Валера заерзал на лавке.
— Да, лекарства дорогие сейчас. Таких лекарств на мою пенсию, сам понимаешь. Таких лекарств навыписывали… не веришь? — Валера сунул руку в протертый карман. — Я даже названий-то таких не слышал никогда.
— Так я схожу домой, принесу тебе деньги. Я же недалеко здесь.
— Да нет, куда ты пойдешь. Погоди. Ты эта… дай сколько есть, а?
Н. дал две сотенные. Валера молча смотрел, как Н. выгребает мелочь.
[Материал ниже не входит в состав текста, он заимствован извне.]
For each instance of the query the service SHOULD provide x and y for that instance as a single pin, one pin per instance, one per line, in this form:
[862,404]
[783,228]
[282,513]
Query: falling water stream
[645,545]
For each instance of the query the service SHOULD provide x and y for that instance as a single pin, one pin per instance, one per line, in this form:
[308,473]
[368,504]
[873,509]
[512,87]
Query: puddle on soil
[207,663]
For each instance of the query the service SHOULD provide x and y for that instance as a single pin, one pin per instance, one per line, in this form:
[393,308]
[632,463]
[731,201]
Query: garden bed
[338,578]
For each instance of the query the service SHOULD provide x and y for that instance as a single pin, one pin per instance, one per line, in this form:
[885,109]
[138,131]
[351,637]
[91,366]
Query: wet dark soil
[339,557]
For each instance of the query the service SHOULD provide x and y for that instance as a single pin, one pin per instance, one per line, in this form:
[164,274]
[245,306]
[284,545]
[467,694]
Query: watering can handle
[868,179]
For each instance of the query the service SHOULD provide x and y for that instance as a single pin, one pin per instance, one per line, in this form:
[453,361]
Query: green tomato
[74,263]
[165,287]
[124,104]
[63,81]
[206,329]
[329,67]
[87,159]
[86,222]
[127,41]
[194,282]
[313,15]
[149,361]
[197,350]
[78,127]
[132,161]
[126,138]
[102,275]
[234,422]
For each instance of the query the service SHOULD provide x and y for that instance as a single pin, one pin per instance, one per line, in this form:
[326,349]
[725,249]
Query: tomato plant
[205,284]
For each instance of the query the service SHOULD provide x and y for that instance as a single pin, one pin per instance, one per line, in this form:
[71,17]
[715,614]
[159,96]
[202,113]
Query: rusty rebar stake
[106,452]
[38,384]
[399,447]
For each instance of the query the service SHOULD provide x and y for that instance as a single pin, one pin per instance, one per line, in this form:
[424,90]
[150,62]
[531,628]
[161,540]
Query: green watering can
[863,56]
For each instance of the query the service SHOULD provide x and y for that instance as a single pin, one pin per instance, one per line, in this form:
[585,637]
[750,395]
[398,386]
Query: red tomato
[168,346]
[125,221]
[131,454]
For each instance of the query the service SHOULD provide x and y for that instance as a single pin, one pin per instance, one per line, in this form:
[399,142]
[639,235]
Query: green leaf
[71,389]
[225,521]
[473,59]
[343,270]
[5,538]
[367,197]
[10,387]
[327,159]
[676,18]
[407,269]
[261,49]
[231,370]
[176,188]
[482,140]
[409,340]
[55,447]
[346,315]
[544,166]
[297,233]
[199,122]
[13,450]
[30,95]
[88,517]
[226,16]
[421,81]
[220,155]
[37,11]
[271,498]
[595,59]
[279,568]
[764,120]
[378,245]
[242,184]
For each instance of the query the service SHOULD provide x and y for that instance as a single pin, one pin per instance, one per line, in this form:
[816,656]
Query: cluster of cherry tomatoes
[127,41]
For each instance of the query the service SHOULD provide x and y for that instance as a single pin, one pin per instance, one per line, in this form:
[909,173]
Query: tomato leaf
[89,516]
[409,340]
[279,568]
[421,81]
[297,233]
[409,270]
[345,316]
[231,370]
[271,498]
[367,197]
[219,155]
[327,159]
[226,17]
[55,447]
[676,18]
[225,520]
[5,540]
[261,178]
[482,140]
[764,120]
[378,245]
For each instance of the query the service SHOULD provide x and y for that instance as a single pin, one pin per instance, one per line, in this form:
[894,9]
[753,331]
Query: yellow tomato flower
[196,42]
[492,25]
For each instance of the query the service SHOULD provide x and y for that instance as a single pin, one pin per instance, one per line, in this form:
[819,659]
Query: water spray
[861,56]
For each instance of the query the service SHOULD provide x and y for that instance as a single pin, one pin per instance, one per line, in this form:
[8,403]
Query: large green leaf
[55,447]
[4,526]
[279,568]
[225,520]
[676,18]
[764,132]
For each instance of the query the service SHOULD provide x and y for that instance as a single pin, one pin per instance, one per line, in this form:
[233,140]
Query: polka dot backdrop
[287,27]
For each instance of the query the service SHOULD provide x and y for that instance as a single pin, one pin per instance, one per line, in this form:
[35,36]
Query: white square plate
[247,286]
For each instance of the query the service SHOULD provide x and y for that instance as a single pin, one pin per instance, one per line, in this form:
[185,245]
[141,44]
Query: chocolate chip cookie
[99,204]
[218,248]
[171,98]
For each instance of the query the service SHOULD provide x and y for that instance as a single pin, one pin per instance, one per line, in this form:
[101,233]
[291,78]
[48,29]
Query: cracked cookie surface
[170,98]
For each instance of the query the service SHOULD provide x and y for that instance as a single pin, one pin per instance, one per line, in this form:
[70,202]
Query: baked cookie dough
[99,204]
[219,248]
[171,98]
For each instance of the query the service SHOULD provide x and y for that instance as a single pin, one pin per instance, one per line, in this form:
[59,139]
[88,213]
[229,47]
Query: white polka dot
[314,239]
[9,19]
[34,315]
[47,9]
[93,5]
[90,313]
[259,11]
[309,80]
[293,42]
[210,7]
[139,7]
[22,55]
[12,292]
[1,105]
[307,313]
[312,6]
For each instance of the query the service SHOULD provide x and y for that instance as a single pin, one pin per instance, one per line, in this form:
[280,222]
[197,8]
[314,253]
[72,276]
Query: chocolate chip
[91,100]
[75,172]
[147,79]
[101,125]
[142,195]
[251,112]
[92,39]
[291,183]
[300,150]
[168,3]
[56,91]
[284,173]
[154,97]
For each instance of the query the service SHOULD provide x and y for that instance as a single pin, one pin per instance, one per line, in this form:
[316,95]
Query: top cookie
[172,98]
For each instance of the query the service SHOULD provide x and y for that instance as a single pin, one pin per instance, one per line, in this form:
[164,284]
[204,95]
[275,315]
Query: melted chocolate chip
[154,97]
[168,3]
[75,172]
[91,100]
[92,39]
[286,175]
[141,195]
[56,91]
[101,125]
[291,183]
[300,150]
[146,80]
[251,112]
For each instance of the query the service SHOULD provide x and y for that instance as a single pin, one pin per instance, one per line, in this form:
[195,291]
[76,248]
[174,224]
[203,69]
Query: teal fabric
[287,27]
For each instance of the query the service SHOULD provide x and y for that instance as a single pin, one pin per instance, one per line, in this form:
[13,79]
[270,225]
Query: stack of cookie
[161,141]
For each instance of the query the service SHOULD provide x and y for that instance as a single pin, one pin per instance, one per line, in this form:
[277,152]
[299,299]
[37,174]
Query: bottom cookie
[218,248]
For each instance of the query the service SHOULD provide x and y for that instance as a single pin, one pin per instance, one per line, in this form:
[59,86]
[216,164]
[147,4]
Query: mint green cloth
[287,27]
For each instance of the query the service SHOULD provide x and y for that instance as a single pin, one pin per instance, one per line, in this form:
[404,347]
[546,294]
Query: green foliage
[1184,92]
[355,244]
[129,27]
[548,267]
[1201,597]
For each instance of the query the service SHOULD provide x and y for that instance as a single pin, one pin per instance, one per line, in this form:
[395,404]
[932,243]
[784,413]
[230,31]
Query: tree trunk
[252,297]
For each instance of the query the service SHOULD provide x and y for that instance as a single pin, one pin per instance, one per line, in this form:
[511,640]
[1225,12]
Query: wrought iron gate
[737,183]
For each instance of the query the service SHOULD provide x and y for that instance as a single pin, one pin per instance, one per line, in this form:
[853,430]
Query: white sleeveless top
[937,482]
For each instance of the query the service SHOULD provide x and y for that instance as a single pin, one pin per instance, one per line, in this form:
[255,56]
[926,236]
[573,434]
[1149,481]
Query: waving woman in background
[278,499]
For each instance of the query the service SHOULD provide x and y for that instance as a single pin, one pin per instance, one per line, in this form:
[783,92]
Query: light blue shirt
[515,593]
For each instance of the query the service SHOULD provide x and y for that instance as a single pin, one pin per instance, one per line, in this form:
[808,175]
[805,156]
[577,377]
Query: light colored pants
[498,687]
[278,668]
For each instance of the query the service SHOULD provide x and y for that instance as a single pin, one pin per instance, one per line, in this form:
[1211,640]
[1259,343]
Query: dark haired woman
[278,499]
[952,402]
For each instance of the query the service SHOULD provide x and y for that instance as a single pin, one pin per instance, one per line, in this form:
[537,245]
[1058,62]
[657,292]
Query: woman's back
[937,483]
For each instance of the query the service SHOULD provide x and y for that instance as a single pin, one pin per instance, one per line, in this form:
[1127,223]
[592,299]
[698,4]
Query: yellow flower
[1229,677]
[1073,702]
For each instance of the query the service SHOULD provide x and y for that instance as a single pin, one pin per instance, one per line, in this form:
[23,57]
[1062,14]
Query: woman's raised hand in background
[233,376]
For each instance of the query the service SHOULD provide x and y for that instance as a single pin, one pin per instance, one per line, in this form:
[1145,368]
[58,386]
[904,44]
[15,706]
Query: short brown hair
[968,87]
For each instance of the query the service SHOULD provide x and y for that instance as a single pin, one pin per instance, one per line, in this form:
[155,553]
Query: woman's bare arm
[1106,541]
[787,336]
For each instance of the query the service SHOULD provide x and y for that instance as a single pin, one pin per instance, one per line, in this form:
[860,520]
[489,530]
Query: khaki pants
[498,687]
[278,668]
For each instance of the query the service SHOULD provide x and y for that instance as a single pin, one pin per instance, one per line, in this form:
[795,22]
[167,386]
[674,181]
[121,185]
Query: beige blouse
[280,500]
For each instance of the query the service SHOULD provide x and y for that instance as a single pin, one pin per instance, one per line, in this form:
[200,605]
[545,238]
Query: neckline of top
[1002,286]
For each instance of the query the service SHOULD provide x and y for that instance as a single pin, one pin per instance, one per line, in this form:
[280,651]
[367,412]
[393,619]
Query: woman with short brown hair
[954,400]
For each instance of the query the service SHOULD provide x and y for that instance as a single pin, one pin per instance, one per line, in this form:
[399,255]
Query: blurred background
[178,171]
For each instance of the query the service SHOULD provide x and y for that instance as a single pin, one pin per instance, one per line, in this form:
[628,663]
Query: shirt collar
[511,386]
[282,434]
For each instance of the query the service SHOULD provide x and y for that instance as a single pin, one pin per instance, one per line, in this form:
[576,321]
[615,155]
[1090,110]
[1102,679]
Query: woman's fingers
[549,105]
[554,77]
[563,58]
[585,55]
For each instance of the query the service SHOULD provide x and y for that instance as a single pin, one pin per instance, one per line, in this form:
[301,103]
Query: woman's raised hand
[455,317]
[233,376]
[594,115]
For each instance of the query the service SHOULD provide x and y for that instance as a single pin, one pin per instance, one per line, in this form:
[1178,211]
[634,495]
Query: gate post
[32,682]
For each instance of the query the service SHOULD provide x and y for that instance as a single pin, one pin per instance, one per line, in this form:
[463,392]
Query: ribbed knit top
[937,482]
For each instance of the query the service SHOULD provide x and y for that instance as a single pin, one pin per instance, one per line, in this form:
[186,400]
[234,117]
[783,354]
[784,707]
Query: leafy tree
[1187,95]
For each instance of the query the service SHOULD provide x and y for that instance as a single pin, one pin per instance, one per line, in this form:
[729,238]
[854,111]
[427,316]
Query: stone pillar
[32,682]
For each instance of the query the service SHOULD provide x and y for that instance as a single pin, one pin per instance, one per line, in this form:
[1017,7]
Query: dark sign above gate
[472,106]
— Прости, — повторил Н., поднимаясь.
Валера тоже встал.
— Он, кстати, умер, — сказал Валера. — В больнице.
— Кто умер?
— Ну тот, которого ты оставил подыхать.
— А ты кто? — не понял Н.
— А я, как ты, мимо шел. Не знаю, как ты меня тогда не заметил. Я направо повернул, а ты дальше пошел. А Сергей помер, царствие небесное, проводили его. Сосед мой по подъезду оказался. Русский, кстати. А жена — армянка. Уехала к своим.
— Вот, значит, как.
— Ну да. Иду себе, смотрю, лицо знакомое. Думаю, где ж я тебя видел? И вспомнил. Ну да ладно. Пошел я. А за денюшки спасибо… Ну, бывай, мразь, — улыбнулся Валера, — глядишь, свидимся еще.
— Я — мразь? — не понял Н.
— Ну да, ты — удивился Валера. Он приволакивал левую ногу при ходьбе.